Reading: Psalm 88 (ELW Version) O LORD my God, my Savior, by day and night I cry to you. Let my prayer enter into your presence; incline your ear to my lamentation. For I am full of trouble; my life is at the brink of the grave. I am counted among those who go down to the pit; I have become like one who has no strength; lost among the dead, like the slain who lie in the grave, whom you remember no more, for they are cut off from your hand. You have laid me in the depths of the pit, in dark places, and in the abyss. Your anger weighs upon me heavily, and all your great waves overwhelm me. You have put my friends far from me; you have made me to be abhorred by them; I am in prison and cannot get free. My sight has failed me because of trouble; LORD, I have called upon you daily; I have stretched out my hands to you. Do you work wonders for the dead? Will those who have died stand up and give you thanks? Will your lovingkindness be declared in the grave, your faithfulness in the land of destruction? Will your wonders be known in the dark or your righteousness in the country where all is forgotten? But as for me, O LORD, I cry to you for help; in the morning my prayer comes before you. LORD, why have you rejected me? Why have you hidden your face from me? Ever since my youth, I have been wretched and at the point of death; I have borne your terrors and am helpless. Your blazing anger has swept over me; your terrors have destroyed me; they surround me all day long like a flood; they encompass me on every side. My friend and my neighbor you have put away from me, and darkness is my only companion.

Reflection: This week we turn our attention to the “big” laments that are a part of every believer’s life. These are the times and situations where we find our world turning inside and upside down. A devastating diagnosis, job loss, the end of a marriage, the death of a loved one, whether at the end of a long and well-lived life, or much too soon. Such times are disorienting and filled with deep grief. Sometimes we don’t know how to feel or what to say, or how to move forward with life when so much has been lost, when so much has changed.

It is at such times that some worry that our grief is too great for God. Some worry that it is inappropriate to share what is really on our hearts, especially when what is on our hearts isn’t quiet acceptance, but confusion and even rage. It is here where the scriptures, and many of the psalms in particular, can help give voice to the deep stirrings of our hearts. Consider the example of Psalm 88, which we read as part of worship today. If you read through other psalms of lament, such as Psalm 22 or Psalm 130, you will notice that at some point the psalm-writer turns from lament to a moment, however brief, of trust in God’s steadfast love and mercy. Not so with Psalm 88. Psalm 88 is rage, lament, grief, and sorrow from beginning to end. It is raw. It is real.
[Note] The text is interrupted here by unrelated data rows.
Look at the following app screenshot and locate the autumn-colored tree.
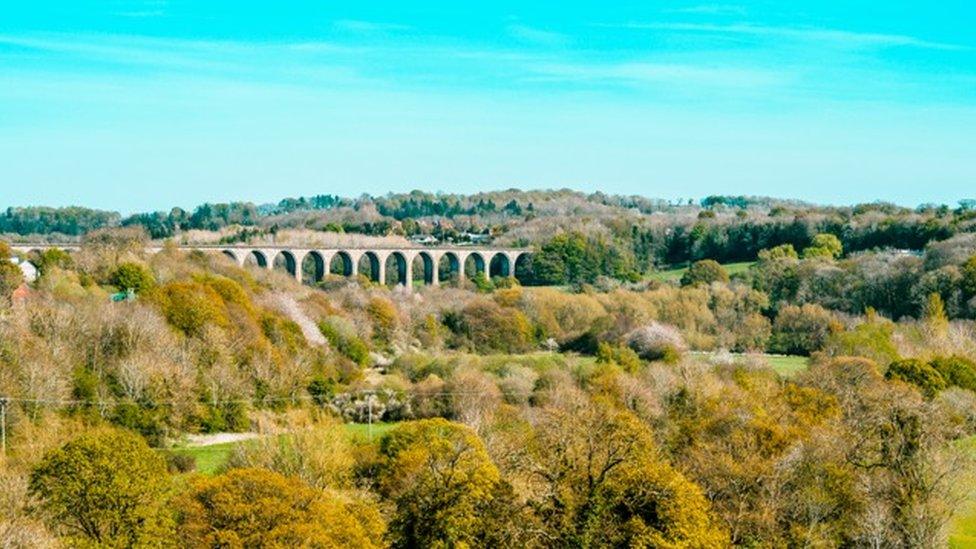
[379,419,516,548]
[529,393,727,548]
[30,429,172,547]
[885,358,946,398]
[176,469,383,549]
[681,259,729,286]
[152,282,228,336]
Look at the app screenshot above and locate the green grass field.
[648,261,756,282]
[171,423,396,475]
[764,355,809,377]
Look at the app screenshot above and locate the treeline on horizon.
[0,190,976,318]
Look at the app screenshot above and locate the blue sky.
[0,0,976,212]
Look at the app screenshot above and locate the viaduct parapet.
[10,243,530,288]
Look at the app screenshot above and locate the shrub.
[885,358,946,398]
[319,317,369,366]
[681,259,729,286]
[366,296,397,343]
[163,452,197,473]
[929,356,976,391]
[457,299,533,353]
[769,303,836,355]
[30,429,172,547]
[627,322,687,362]
[110,263,156,294]
[596,341,641,374]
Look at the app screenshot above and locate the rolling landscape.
[0,0,976,549]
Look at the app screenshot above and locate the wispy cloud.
[113,0,168,19]
[506,23,569,46]
[611,23,970,50]
[332,19,412,33]
[664,4,746,15]
[532,62,789,88]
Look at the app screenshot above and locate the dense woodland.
[0,191,976,547]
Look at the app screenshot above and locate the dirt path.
[275,293,325,345]
[186,433,260,446]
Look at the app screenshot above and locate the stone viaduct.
[10,243,530,288]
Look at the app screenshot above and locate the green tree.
[803,233,844,259]
[30,429,172,547]
[759,244,799,261]
[681,259,729,286]
[111,263,156,294]
[0,242,24,304]
[177,469,384,549]
[961,255,976,298]
[379,419,508,548]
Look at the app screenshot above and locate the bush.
[627,322,687,362]
[30,429,172,547]
[930,356,976,392]
[885,358,946,398]
[319,317,369,366]
[769,303,839,356]
[366,296,397,343]
[163,451,197,473]
[455,299,533,353]
[681,259,729,286]
[110,263,156,294]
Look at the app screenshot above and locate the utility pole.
[0,397,7,456]
[366,391,373,442]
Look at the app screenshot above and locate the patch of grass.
[692,351,810,377]
[172,442,239,475]
[170,422,396,475]
[763,355,810,377]
[344,423,396,441]
[647,261,756,282]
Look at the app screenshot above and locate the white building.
[10,257,38,282]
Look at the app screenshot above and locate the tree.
[177,469,383,549]
[379,419,508,547]
[111,263,156,294]
[152,282,228,336]
[30,429,172,547]
[681,259,729,286]
[885,358,946,398]
[922,292,949,335]
[961,255,976,298]
[0,242,24,304]
[759,244,799,261]
[803,233,844,259]
[528,395,727,548]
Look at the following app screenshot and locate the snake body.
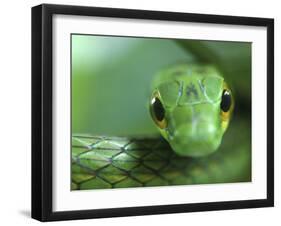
[71,62,251,190]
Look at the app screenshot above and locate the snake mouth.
[166,124,222,157]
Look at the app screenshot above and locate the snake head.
[150,65,234,157]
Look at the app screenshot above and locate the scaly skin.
[71,117,251,190]
[150,64,234,157]
[71,42,251,190]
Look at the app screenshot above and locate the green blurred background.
[72,34,251,138]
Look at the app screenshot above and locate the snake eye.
[150,94,167,129]
[220,83,234,129]
[221,89,232,112]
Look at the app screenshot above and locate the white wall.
[0,0,281,226]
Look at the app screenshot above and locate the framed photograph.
[32,4,274,221]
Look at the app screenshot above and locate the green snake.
[71,40,251,190]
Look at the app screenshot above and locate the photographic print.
[31,4,274,221]
[71,34,251,190]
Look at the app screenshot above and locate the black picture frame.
[32,4,274,221]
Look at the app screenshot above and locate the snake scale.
[71,40,251,190]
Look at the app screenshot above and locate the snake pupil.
[152,97,165,121]
[221,90,231,112]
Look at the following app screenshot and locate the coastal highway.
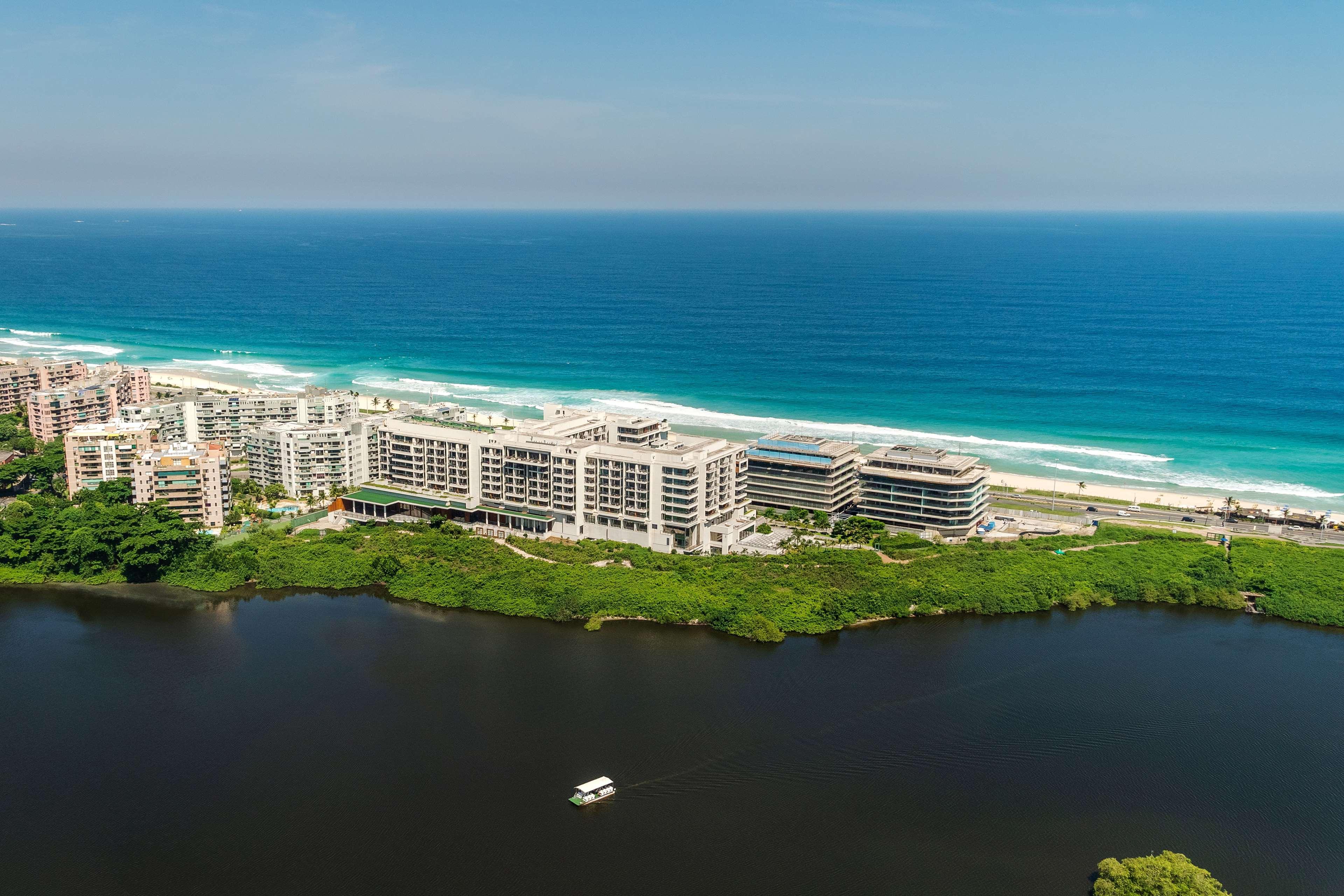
[990,492,1223,525]
[990,492,1344,544]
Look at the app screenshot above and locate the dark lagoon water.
[0,588,1344,896]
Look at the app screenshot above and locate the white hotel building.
[333,404,754,553]
[118,386,359,457]
[243,420,379,497]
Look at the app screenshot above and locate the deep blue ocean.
[0,211,1344,509]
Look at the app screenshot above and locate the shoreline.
[0,353,1344,516]
[0,524,1344,642]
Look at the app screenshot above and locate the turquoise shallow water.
[0,211,1344,509]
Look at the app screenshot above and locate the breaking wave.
[159,357,316,380]
[1039,461,1344,498]
[0,338,124,357]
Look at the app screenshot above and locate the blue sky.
[0,0,1344,210]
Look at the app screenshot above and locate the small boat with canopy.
[570,778,616,806]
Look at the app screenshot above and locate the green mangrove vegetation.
[1093,850,1231,896]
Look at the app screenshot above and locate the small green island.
[1093,850,1231,896]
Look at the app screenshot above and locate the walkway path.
[491,539,555,563]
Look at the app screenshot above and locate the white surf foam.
[0,330,122,357]
[56,343,125,357]
[160,357,316,380]
[1039,461,1344,498]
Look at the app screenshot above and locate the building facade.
[132,442,232,529]
[64,420,157,497]
[121,386,359,457]
[28,363,149,442]
[747,433,859,513]
[243,420,379,497]
[333,406,755,553]
[0,357,89,414]
[858,444,989,537]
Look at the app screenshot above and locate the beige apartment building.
[132,442,232,529]
[747,433,859,513]
[64,420,157,497]
[0,357,89,414]
[120,386,359,457]
[352,404,755,553]
[243,420,379,497]
[858,444,989,537]
[28,361,149,442]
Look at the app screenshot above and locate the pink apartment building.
[28,361,149,442]
[0,357,89,414]
[132,442,232,529]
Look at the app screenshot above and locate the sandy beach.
[149,369,270,392]
[989,470,1312,513]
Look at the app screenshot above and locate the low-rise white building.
[859,444,989,537]
[64,420,157,497]
[243,420,378,497]
[118,386,359,457]
[337,404,755,553]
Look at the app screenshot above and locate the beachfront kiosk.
[570,778,616,806]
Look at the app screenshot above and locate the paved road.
[993,492,1344,543]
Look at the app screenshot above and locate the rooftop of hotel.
[747,433,859,463]
[140,442,226,461]
[864,444,988,476]
[66,420,159,438]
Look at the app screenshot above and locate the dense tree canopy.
[831,516,887,544]
[1093,850,1230,896]
[0,479,211,582]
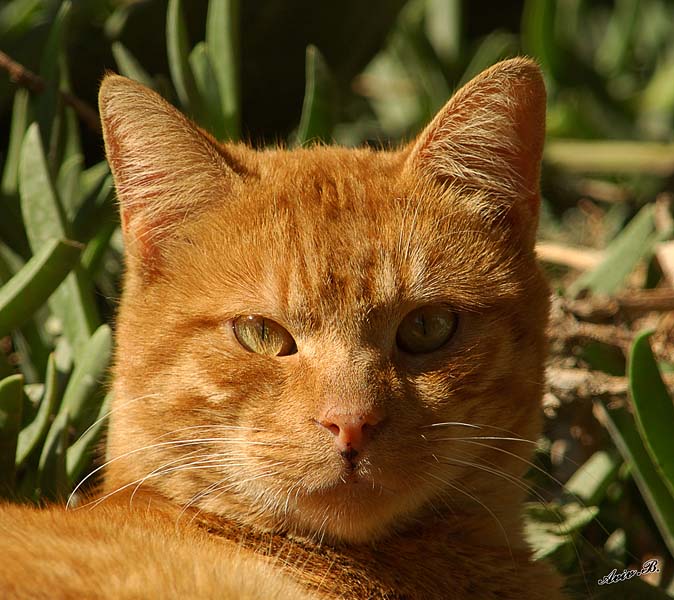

It ends in dust and shadows and loneliness. And this psalm made it into the Bible! This suggests that those moments, those big moments of grief and sadness, are also held in God’s loving hands. Although the writer of Psalm 88 doesn’t explicitly utter words of trust, the fact that the prayer was offered up suggests that at the very least he or she believed that someone was listening.

No grief, no sorrow is too great for the God who so loves this world. Jesus’ death on the cross and resurrection from the dead are redemptive not only in terms of sin, but in all forms of suffering. We cling to the cross, we cling to Christ, because we trust that no matter how low our hearts, no matter how great our grief, how hot our rage and confusion burn, none of it is strong enough to get between us and the love God has for us. Hold fast to this hope, even in your moments of heartbreak and loss. Christ is with you, Christ can and will hold you, and your lament.

Questions for Reflection: What is the most helpful thing someone has said or done for you when you were facing a time of deep grief and mourning? Where do you find hope when you are grieving? How have you felt or experienced God’s presence in times of lament and sorrow?